Set atop Jamaica's emerald hills, Sans Souci ("without a care" in French) is carved into the cliffs, with winding walkways, grottoes and Caribbean vistas.

Details include bronze lobby sculptures by local artist Basil Watson, the resort's signature colors of blue and white throughout the property and large, open balconies in many guest rooms. 

Suites are arranged in blocks on various levels on the cliffs. The Evergreen building is closest to the lobby. Guests book these rooms for unobstructed sea views and proximity to the Balloon bar, which features live music several nights a week.

Wi-Fi currently is available at the beach and in some of the rooms; Couples hopes to have Wi-Fi throughout the property by the spring.

"Last year was the year for our major renovations," said Pierre Battaglia, the property's general manager. "This year means a refreshed product with decor upgrades in all our suites and public areas."

The veranda suites have a spacious master bedroom with large balconies, and the ocean suites feature a sitting area with a kitchenette.

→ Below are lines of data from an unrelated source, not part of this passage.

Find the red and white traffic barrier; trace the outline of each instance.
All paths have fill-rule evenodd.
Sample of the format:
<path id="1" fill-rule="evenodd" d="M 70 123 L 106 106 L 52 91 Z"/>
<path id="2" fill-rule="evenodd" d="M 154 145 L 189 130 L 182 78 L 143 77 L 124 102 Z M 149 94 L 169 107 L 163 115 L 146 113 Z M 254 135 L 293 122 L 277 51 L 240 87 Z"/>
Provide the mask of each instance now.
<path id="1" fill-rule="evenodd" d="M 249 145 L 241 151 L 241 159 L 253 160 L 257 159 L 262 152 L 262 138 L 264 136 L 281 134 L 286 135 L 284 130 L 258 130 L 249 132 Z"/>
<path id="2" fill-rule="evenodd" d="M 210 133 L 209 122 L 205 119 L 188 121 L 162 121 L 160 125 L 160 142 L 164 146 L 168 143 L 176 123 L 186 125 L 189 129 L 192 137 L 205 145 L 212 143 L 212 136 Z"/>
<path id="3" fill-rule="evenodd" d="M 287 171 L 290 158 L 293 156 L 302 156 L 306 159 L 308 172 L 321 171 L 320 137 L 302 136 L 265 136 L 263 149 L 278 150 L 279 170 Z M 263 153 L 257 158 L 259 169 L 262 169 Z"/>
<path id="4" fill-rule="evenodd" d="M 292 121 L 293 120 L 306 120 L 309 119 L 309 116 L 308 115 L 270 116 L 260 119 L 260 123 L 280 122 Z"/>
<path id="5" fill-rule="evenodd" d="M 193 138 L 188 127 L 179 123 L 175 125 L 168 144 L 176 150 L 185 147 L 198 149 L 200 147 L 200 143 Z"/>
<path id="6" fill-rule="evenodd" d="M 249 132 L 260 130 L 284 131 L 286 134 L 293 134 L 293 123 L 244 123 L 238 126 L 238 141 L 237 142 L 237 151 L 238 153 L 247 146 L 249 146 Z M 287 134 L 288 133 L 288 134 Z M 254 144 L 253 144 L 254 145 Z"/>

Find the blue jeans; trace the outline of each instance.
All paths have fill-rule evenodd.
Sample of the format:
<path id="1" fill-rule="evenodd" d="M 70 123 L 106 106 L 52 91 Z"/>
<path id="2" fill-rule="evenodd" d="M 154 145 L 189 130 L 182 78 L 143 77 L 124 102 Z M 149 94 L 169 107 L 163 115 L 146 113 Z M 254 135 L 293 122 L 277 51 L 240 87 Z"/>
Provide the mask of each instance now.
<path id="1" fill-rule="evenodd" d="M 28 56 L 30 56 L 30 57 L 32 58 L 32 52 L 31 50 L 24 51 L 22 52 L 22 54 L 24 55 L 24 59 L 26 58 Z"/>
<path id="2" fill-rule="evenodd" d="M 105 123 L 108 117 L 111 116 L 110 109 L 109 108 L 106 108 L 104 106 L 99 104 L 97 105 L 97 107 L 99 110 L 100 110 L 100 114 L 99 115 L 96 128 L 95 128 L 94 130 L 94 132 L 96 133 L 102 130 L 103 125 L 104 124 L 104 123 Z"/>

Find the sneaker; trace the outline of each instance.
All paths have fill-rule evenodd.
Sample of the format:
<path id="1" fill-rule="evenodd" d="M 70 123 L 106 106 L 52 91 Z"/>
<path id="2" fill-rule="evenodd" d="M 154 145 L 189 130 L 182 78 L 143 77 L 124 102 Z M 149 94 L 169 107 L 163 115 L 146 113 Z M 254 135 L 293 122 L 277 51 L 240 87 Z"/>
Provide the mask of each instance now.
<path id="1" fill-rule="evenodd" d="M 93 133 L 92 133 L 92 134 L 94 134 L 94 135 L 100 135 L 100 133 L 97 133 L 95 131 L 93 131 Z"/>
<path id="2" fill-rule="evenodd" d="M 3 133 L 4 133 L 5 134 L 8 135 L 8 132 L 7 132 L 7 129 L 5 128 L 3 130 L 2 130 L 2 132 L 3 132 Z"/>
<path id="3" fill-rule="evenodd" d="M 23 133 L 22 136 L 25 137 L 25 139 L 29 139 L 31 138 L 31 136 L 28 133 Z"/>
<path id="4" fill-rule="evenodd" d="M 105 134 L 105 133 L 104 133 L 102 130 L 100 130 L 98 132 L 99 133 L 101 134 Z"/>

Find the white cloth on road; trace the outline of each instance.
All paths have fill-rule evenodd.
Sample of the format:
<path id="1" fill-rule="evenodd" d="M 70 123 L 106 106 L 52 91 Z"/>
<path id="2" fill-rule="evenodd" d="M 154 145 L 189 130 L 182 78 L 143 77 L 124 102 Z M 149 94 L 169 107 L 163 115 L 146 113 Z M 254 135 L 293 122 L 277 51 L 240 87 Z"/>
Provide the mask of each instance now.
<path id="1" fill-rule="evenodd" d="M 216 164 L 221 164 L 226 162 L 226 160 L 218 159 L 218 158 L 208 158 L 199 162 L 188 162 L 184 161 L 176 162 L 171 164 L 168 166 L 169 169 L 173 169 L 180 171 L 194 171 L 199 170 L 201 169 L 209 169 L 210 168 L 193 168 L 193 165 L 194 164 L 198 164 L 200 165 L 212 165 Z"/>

The one-bedroom, beachfront suites offer an in-room Jacuzzi, and the penthouse suites include elegant living rooms and bedrooms.

Couples' all-inclusive concept, which does not permit tips, includes unlimited food and drink.

Activities include fashion shows, beach cricket, tarot card readings, wood carving, performances by local musicians and a weekly beach party that includes reggae, rum and spicy food.

Greens fees and transfers to the Upton golf course are included in the rate. Two tennis courts are lighted, water sports are available and the fitness center boasts modern aerobics equipment. 

Free shuttles depart daily for the Crafts Market and Island Village Mall in Ocho Rios as well as Dunn's River Falls and Jimmy Buffett's Margaritaville bar and restaurant. 

The resort has four pools, including one with a swim-up bar at the Au Natural beach, hidden by design.

"We market not to the luxury seekers but to those desiring privacy and romance," Battaglia said.

Although repeat guests make up 20% of bookings, the resort is aggressively marketed to first-time Jamaica vacationers.

As with many all-inclusives, a stay here is not for the faint-of-appetite.

Several restaurants keep hunger at bay, including Ristorante Casanova for Italian dishes and Palazzina's, with menu selections that include made-to-order pasta and desserts such as baba au rum, a concoction of Appleton rum, pistachio wafers and homemade rosemary ice cream.

Bella Vista dishes up local favorites like spicy jerk chicken and red pea soup. Service can be slow, but with the Mento band performing on the beach and the moon illuminating the tables, the lag is barely noticeable. 

The "Made-in-Jamaica" burger is the winner at the Beach Grill, where bare feet and swimsuits are welcome, and bartenders such as Orlando Campbell keep guests happy with original creations.

There's no shortage of alcohol at the other four bars, although Charlie's Spa Bar pours carrot juice, not Red Stripe. 

Although spa sessions are not part of the all-inclusive plan, most guests opt for a treatment or two at Charlie's Spa, which takes its name from the century-old turtle that lives in the mineral springs under the resort.

Popular with guests are massages with names that sound like dessert, such as the Pineapple and Papaya wrap ($90 for 50 minutes) and the Choco-Latte Scrub ($84 for 25 minutes).

More than 90% of Couples' guests are from the Northeast, according to Michelle Gordon, U.S. sales team leader, citing ease of airlift and travel agent support.

Getting to and from the property can take awhile: The Montego Bay airport is a two-hour bus ride away, along the island's north coast highway. If clients are averse to the long ride, helicopter transfers can be booked at www.jamaicahelicoptertours.com.